Endstation Wirklichkeit
Franklin
David hatte vor lauter Aufregung einen trockenen Hals und las die Zeitungsmeldung wieder und wieder. Er konnte immer noch nicht glauben, was dort stand. Er war sich sicher, bei den Dreharbeiten zu dem Film sein Bestes gegeben zu haben, aber bis zu diesem Moment, in dem er den Artikel in der Zeitung zum bestimmt hundertsten Mal gelesen hatte, hatte er nicht daran geglaubt, dass seine Leistungen auch von den Zuschauern und den Kritikern anerkannt wurden.
Am Vorabend hatte in einem großen Kino der Stadt – und es war bezeichnenderweise das gleiche Kino, indem sich Mike und er das erste Mal nähergekommen waren – die Premiere des Filmes stattgefunden.

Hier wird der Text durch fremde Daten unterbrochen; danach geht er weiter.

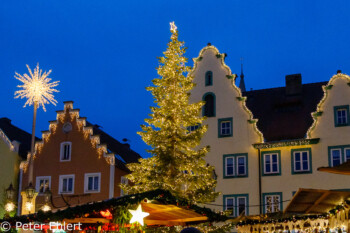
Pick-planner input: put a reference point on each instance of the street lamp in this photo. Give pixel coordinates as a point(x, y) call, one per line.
point(10, 193)
point(38, 91)
point(30, 191)
point(47, 195)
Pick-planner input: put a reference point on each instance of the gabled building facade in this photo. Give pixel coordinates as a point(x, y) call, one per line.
point(77, 161)
point(266, 144)
point(14, 146)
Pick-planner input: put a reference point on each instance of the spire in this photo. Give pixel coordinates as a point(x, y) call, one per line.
point(241, 82)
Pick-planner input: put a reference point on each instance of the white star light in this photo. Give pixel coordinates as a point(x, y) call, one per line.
point(138, 215)
point(173, 27)
point(36, 87)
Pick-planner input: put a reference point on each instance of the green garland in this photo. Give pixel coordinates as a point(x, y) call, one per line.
point(115, 204)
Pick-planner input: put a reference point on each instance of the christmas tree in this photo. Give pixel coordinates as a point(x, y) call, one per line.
point(175, 164)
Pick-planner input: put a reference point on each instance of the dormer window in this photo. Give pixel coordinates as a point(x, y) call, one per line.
point(66, 151)
point(341, 115)
point(209, 106)
point(209, 78)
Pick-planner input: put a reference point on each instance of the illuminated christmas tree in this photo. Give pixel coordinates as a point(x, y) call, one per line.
point(174, 132)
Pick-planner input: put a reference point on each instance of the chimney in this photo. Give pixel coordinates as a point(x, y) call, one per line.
point(293, 84)
point(5, 119)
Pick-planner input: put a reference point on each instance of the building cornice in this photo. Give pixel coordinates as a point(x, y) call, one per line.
point(287, 143)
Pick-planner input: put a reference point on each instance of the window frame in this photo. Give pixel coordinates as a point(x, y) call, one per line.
point(345, 149)
point(62, 151)
point(235, 158)
point(336, 108)
point(61, 177)
point(123, 178)
point(223, 120)
point(293, 161)
point(214, 104)
point(235, 197)
point(207, 78)
point(265, 195)
point(37, 183)
point(342, 149)
point(86, 182)
point(263, 154)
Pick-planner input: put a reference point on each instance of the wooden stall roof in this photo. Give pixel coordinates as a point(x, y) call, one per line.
point(159, 214)
point(315, 201)
point(343, 169)
point(169, 215)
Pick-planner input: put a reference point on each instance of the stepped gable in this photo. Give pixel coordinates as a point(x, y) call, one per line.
point(283, 116)
point(114, 146)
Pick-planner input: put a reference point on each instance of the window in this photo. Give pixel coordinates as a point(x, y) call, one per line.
point(338, 154)
point(229, 206)
point(66, 184)
point(42, 184)
point(301, 161)
point(123, 181)
point(66, 149)
point(193, 128)
point(209, 106)
point(336, 157)
point(272, 202)
point(236, 204)
point(225, 127)
point(347, 154)
point(209, 78)
point(341, 115)
point(235, 165)
point(92, 182)
point(271, 163)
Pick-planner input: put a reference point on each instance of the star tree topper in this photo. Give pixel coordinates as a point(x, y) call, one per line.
point(173, 27)
point(138, 215)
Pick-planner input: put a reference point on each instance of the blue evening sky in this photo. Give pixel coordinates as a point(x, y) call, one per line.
point(104, 52)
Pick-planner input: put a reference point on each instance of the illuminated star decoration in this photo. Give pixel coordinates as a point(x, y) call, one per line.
point(138, 215)
point(36, 87)
point(173, 27)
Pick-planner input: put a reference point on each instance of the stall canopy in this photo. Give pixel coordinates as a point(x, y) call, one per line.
point(343, 169)
point(315, 201)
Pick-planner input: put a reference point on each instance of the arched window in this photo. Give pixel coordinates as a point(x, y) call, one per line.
point(209, 78)
point(209, 106)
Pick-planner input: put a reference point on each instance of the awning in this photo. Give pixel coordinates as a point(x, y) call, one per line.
point(159, 214)
point(315, 201)
point(170, 215)
point(343, 169)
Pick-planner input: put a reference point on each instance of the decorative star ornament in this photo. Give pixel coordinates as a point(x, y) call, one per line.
point(173, 27)
point(138, 215)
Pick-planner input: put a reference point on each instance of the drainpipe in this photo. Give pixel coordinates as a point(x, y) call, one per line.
point(259, 157)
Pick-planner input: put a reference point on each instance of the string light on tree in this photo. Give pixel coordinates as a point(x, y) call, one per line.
point(173, 27)
point(138, 215)
point(176, 165)
point(9, 207)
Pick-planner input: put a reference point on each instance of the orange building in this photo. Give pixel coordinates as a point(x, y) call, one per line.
point(77, 161)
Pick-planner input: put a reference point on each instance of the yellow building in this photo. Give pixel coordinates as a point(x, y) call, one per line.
point(265, 144)
point(14, 146)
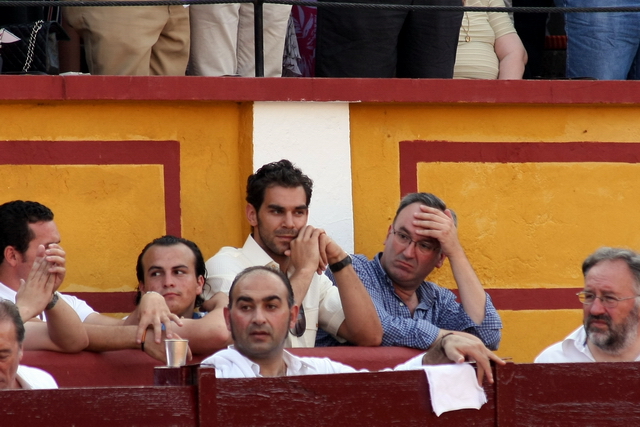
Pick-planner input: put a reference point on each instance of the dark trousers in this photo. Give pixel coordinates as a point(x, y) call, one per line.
point(387, 43)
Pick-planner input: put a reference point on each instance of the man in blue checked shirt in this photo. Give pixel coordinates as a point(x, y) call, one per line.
point(413, 311)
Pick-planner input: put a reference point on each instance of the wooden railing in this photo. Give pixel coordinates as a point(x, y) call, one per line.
point(604, 394)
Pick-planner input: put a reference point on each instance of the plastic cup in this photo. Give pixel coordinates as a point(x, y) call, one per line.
point(176, 352)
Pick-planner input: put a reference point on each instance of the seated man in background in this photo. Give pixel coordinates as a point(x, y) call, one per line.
point(611, 312)
point(32, 268)
point(261, 311)
point(416, 313)
point(278, 197)
point(12, 374)
point(171, 273)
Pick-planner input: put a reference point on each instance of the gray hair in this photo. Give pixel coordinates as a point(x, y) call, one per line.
point(613, 254)
point(426, 199)
point(9, 312)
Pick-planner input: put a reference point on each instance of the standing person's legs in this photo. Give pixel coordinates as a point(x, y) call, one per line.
point(600, 45)
point(170, 54)
point(429, 41)
point(360, 42)
point(118, 40)
point(275, 22)
point(214, 39)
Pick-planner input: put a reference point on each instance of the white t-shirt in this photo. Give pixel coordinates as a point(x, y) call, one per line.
point(322, 305)
point(78, 305)
point(229, 363)
point(34, 378)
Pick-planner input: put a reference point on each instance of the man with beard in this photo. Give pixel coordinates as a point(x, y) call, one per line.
point(261, 311)
point(610, 324)
point(278, 197)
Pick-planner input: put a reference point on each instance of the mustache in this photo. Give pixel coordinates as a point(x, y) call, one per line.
point(286, 232)
point(602, 317)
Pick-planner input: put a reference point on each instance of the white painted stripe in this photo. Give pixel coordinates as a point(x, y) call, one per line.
point(315, 137)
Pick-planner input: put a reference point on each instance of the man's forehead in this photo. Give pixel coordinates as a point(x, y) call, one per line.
point(178, 255)
point(259, 284)
point(613, 274)
point(44, 233)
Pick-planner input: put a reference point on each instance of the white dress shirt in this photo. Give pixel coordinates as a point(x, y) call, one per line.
point(322, 305)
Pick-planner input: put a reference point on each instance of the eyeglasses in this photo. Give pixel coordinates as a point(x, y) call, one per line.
point(424, 246)
point(609, 301)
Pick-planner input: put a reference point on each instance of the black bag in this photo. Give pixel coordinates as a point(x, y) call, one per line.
point(37, 50)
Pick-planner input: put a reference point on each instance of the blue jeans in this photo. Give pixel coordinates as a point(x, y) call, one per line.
point(603, 45)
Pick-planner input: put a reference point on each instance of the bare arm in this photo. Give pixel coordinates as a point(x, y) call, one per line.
point(439, 225)
point(63, 330)
point(304, 260)
point(512, 56)
point(361, 323)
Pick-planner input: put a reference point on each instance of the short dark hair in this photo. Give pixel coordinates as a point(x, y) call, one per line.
point(262, 268)
point(15, 218)
point(9, 312)
point(426, 199)
point(283, 174)
point(631, 258)
point(201, 269)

David erinnerte sich mit gemischten Gefühlen an diesen Abend. Schon Stunden vor dem Premierenbeginn hatte er seine innere Aufregung kaum unter Kontrolle bringen können. Brauchte er sonst maximal dreißig Minuten, um sich „ausgehfertig“ zu machen, so verbrachte er an diesem Tag fast zwei Stunden damit sich vorzubereiten. Immer wieder prüfte er den Sitz seiner Haare und fragte sich, ob er das richtige Outfit ausgewählt hatte. Mehr als einmal verwarf er seine Entscheidung und fing von vorne an.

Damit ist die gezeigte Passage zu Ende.